March 18, 2019

Rebasing commits instead of merging

When working with Git it is not uncommon for work to be done in parallel to each other on different branches. Sooner or later these branches will either be merged together or diverge more and more. Sometimes two features might depend on each others changes.

Lets say that you are building a new feature for playing sounds whenever the user presses a button ( awesome feature, I know…). At the same time, some changes are being made to the Audio API so that some parameters will be different when calling playSound. If you just ignore these changes until you are done with the feature you will end up with merge conflicts at the time of merging your branch into master. A better way is to get those changes as soon as possible and continue to make your feature based on those changes.

One option is to simply merge the changes from the master branch into your feature branch and continue working.

git checkout {branch}
git merge master

The problems with this approach might not seem obvious at first, but in time and when more people are working on the same project some issues start to occur.

First, more merge commits are now being made with no meaningful content in them, meaning more noise is being added to the history. Second, starts to look more and more like a tangled mess which makes it very hard to follow what is going on.

An example of a tangled git log with a lot of merge commits.

Since git commits only apply changes to the repository, a better approach is to start basing your changes on the new Audio API changes, using git rebase.

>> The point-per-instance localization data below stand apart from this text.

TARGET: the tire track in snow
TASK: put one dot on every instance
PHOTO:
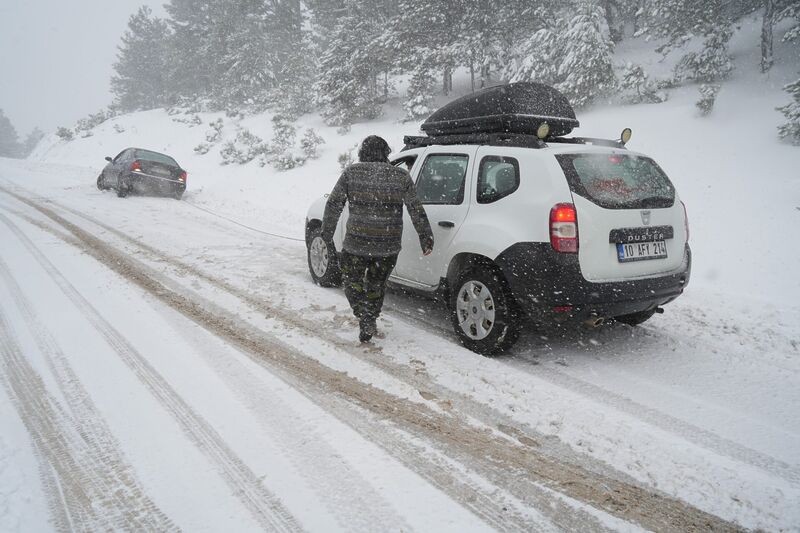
(349, 497)
(685, 430)
(82, 493)
(492, 508)
(268, 510)
(100, 448)
(627, 501)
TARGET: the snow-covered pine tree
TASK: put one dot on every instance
(790, 130)
(31, 141)
(248, 62)
(295, 57)
(419, 94)
(196, 46)
(9, 142)
(431, 33)
(680, 20)
(140, 75)
(586, 71)
(347, 86)
(536, 55)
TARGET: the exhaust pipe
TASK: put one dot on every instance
(594, 322)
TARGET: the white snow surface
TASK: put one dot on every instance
(701, 403)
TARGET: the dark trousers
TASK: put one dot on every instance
(365, 282)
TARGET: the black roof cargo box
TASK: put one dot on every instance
(513, 108)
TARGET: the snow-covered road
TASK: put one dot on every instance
(165, 368)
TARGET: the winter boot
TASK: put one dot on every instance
(367, 329)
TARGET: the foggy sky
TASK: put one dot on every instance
(56, 57)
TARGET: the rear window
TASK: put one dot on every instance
(156, 157)
(618, 181)
(441, 180)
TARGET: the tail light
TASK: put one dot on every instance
(564, 228)
(685, 220)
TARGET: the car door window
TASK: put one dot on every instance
(497, 178)
(441, 180)
(120, 157)
(406, 163)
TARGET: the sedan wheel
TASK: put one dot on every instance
(323, 264)
(484, 312)
(475, 310)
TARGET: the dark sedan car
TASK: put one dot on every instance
(135, 169)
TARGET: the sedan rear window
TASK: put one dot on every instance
(618, 181)
(147, 155)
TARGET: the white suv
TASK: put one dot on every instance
(565, 228)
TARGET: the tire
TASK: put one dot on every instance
(323, 263)
(122, 188)
(484, 312)
(634, 319)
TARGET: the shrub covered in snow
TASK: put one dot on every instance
(310, 142)
(65, 134)
(243, 149)
(92, 121)
(636, 80)
(347, 158)
(708, 95)
(791, 129)
(193, 120)
(212, 137)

This essentially takes your changes and make it seem as if you started your work after the new API changes were made.

To perform a rebase in the terminal start by checking out the branch you would like to rebase on and make sure you are up to date. In this example we will rebase on master.

git checkout master
git pull

Once that’s done, go back to your branch and type the following.

git checkout {branch_name}
git rebase master

That’s it! Now, you might have to solve some conflicts that you need to solve. In that case you have to manually solve the conflicts and then, in the terminal type

git rebase --continue

Below is a graphical comparison of how using merge and rebase can look like after it’s completed.

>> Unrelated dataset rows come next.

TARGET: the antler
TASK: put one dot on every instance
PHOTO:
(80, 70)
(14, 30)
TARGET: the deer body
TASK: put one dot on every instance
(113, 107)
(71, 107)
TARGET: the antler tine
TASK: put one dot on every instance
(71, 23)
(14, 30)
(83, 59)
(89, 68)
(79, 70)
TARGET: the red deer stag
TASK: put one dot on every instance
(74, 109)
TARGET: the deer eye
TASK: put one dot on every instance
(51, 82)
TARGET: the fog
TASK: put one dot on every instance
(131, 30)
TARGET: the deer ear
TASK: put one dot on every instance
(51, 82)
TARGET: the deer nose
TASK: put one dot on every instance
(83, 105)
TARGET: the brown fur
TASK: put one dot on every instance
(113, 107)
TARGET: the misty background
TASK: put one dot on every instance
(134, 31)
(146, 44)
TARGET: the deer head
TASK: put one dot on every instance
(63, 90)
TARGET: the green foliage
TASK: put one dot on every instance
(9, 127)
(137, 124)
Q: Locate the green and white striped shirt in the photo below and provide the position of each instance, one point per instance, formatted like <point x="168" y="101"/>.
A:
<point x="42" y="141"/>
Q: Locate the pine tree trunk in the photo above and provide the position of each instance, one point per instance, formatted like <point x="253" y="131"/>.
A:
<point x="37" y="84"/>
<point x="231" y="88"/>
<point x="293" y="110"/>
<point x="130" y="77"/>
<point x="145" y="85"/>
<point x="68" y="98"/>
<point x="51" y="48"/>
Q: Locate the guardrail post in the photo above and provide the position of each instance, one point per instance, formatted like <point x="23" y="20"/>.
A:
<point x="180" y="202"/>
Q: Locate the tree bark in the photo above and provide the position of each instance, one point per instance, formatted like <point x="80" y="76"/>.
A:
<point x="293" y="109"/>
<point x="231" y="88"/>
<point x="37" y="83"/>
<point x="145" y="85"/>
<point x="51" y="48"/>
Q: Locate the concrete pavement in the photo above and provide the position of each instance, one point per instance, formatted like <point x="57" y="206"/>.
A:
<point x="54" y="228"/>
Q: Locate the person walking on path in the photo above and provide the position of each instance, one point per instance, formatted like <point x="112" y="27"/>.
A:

On the left the new changes on master are first merged into the branch before the branch itself is merged into master. On the right, the changes on the branch (starting from c5) are rebased on the newest changes and then merged into master once they are completed.

The benefits of rebasing are the following:

  • It’s easier to discover where bugs were introduced. Since all the commits are not tangled up it’s easier to follow the changes as a straight line.
  • It’s easier to revert commits.
  • You get a cleaner history that is easier to follow and your team easily keep up.